Others Have Dodged Disclosure

Clinton’s use of a personal email account to conduct government business and, further, personally retaining custody of the records is certainly not common in the federal government. But evidence of the use of anonymous email accounts designed in part to obscure the existence of electronic communications by high- ranking agency officials at the EPA in particular suggests that agencies place the desire to be able to communicate with fewer restrictions above their statutory record-keeping and public disclosure obligations. In litigation with several conservative groups, the EPA has admitted that former Administrator Lisa Jackson used an email account under the alias Richard Windsor and others at the agency seem to have done the same thing. Groups like Landmark Legal Foundation and the Competitive Enterprise Institute have accused EPA of deleting emails and text messages to avoid public disclosure. Judge Royce Lamberth recently considered sanctioning the agency for its dismal failure to search for emails from Jackson and former Deputy Administrator Robert Perciasepe until it became clear from reviewing other officials’ emails that both had participated in discussions relevant to the request.

In another recent decision, Judge Gladys Kessler ruled against CEI in its suit against the Office of Science and Technology Policy for emails sent by agency head John Holdren on an email account he retained from his prior employer Woods Hole Research Center. Kessler ruled against CEI not because the agency showed Holdren had not used the account, but because CEI had not shown that Holdren did not integrate any such agency-related emails into agency files. In other words, she did not address whether Holdren’s use of his non-government email account was appropriate.

Kissinger Case Similarities

The seminal case on an agency’s legal obligation to retrieve agency records that have been improperly taken from an agency’s possession and custody is Kissinger v. Reporters Committee, 445 U.S. 136 (1980), which in some respects is eerily similar to the Clinton case. In Kissinger, the Reporters Committee and others complained that the State Department had a legal duty under FOIA to retrieve records that former Secretary of State Henry Kissinger had taken with him when he left State.

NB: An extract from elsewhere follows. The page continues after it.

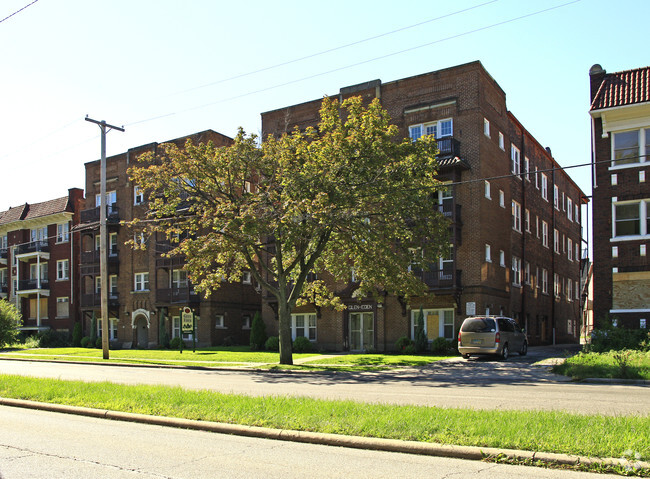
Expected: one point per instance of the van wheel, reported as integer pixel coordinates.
(505, 352)
(524, 349)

The Supreme Court ruled the State Department did not have the requisite custody or control of the records required to obligate the agency to attempt to retrieve them from Kissinger and process them under FOIA. The Supreme Court found that while Kissinger’s records might be agency records under the terms of the Federal Records Act, the FOIA provided for the disclosure of records in the possession and control of an agency and did not extend to retrieval of records, whether or not they had been taken improperly.

In this case, Clinton seems to have recognized that her government-related emails were agency records, but that she was largely entitled to determine where the line occurred between government-related email and personal emails. Once she made that determination and deleted records she concluded were personal, the agency had no practical recourse to recover them and, under FOIA, no legal obligation to do so.

The Clinton email case has certainly attracted the most publicity because of who was involved. The myriad investigations that will be undertaken as a result promise to keep the case in the news for some time to come. But an immediate lesson to be learned is that agencies are still not to the point where systems exist that ensure such electronic records are always preserved by the government.